Omnichannel marketing in a digital age
Data-driven omnichannel experiences are where most retailers are lacking, Mitchell says. Only 6 percent of retailers have a complete view of their customers. Given the rapid uptick in digital consumption and spending, that’s a surprisingly small number.
But there are massive challenges to collecting, storing, and making sense of customer data (See: “Three Challenges for Recommendation Engines”). Thorsen says that companies now need to deal with a massive influx of unstructured data that doesn’t fit into a traditional datastore and can easily expand into storage sizes that are expensive and relatively unmanageable. Without delving too much into the details, Hortonworks and SAS are collaborating on a datastore and analytics ecosystem to enable the kinds of omnichannel experiences that are proven to be successful.
Thorsen gives an example of one customer journey across an 18-month lifecycle and five distinct use cases. Each use case, he says, made enormous business impact and allowed for further expansion. The retailer started by simply logging their web visitors and tracking various activities. “They stood this use case up in about 30 days, and it gave them enough value to consider retiring some online web traffic cools,” Thorsen says.

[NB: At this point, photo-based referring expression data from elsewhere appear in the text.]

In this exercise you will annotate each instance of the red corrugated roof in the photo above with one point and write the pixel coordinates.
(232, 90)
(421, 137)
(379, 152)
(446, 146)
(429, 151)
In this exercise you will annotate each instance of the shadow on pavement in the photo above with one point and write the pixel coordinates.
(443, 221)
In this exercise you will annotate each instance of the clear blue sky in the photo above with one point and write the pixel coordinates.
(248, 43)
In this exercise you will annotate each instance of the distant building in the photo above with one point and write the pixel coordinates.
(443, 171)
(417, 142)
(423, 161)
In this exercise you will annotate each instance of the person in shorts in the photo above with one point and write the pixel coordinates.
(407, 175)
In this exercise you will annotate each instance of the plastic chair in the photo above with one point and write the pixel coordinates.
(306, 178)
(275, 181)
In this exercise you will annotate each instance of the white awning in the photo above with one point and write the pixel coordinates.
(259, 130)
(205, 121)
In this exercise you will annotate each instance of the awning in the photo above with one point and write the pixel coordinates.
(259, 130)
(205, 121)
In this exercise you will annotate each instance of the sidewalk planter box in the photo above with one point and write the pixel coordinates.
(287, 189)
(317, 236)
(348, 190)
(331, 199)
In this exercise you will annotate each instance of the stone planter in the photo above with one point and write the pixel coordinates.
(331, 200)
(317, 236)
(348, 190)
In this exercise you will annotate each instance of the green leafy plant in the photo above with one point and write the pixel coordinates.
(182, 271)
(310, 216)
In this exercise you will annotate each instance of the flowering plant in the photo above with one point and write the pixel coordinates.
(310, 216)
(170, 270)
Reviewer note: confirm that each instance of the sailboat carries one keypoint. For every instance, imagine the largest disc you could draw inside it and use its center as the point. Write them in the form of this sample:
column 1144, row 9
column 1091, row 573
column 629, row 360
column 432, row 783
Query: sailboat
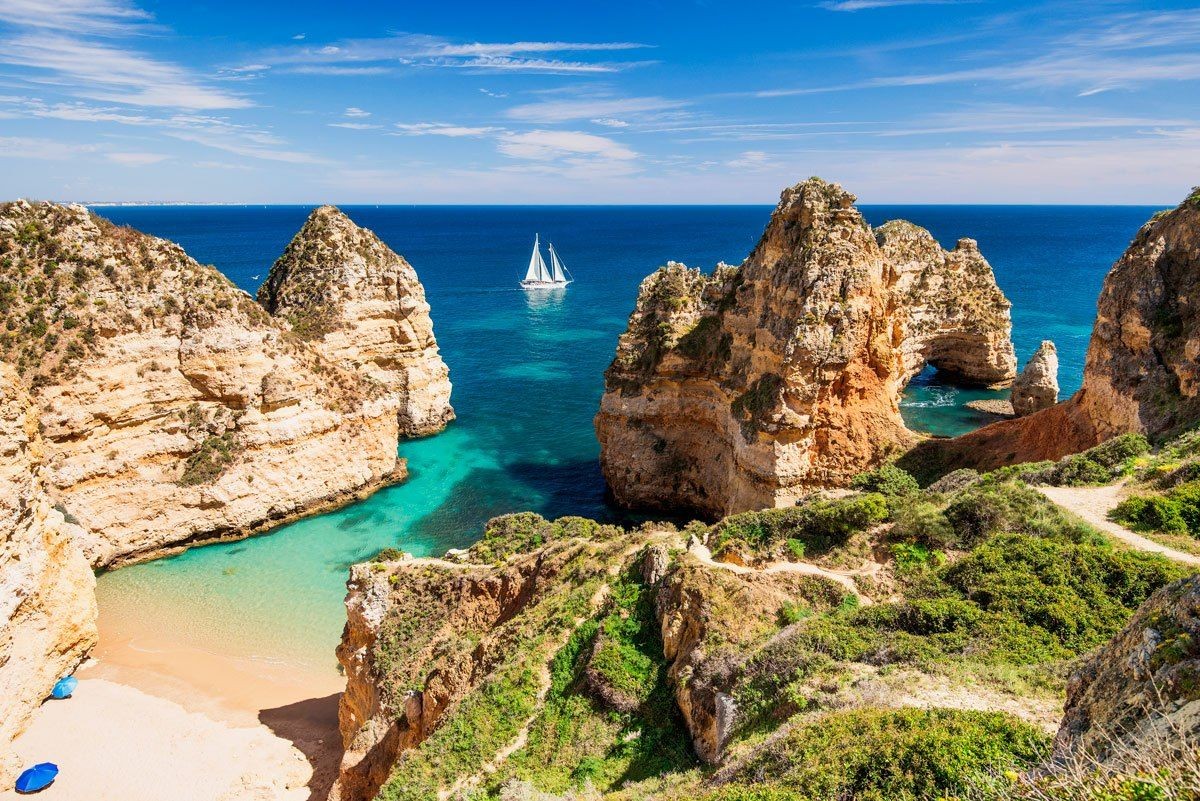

From there, they built a single view of their customer, followed by the recommendation engine, which they couldn’t do until they had the full understanding—it can be insulting to recommend an item that a customer already bought, Thorsen argues. After generating strong revenue there, they turned to optimizing their pricing based on buyer’s awareness of the competition. Finally, they could create smarter financial reporting and business intelligence reports to truly understand the value they were extracting from these data-driven use cases.
Beating out the ‘Amazon effect’ with omnichannel
They relate the story of another retailer that approached Hortonworks and SAS to collaborate on creating this data-driven omnichannel experience.
“When they came to us, they were in the sights of Amazon,” said Dan Mitchell, director of global Retail and CPG practice at SAS. “They were very concerned about the Amazon effect.” Despite hosting more than 800 brands on a site that was receiving more than a million visits a day, the retailer recognized the need to tune and enhance the customer experience.
Mitchell says that when SAS and Hortonworks engineers dug into the retailer’s systems, they found datastores that were siloed and laid out in unintuitive ways. They all collaborated to bring smarter data management techniques, with native data capabilities, to help the retailer run analytics. That enabled the retailer to customize the shopper experience for every customer—for example, pre-choosing the optimal sort order, or reconfiguring the entire site layout.
Thorsen says, “Being able to customize the display based on the consumer builds that loyalty. It respects that relationship. You need to do that in an online experience or they’re going to be able to tell they’re visiting a generic website.”
Mitchell agrees: “Those kinds of activities go a long way to being able to increase conversion, but probably most importantly—the customer experience first, and then the customer lifetime value will follow.”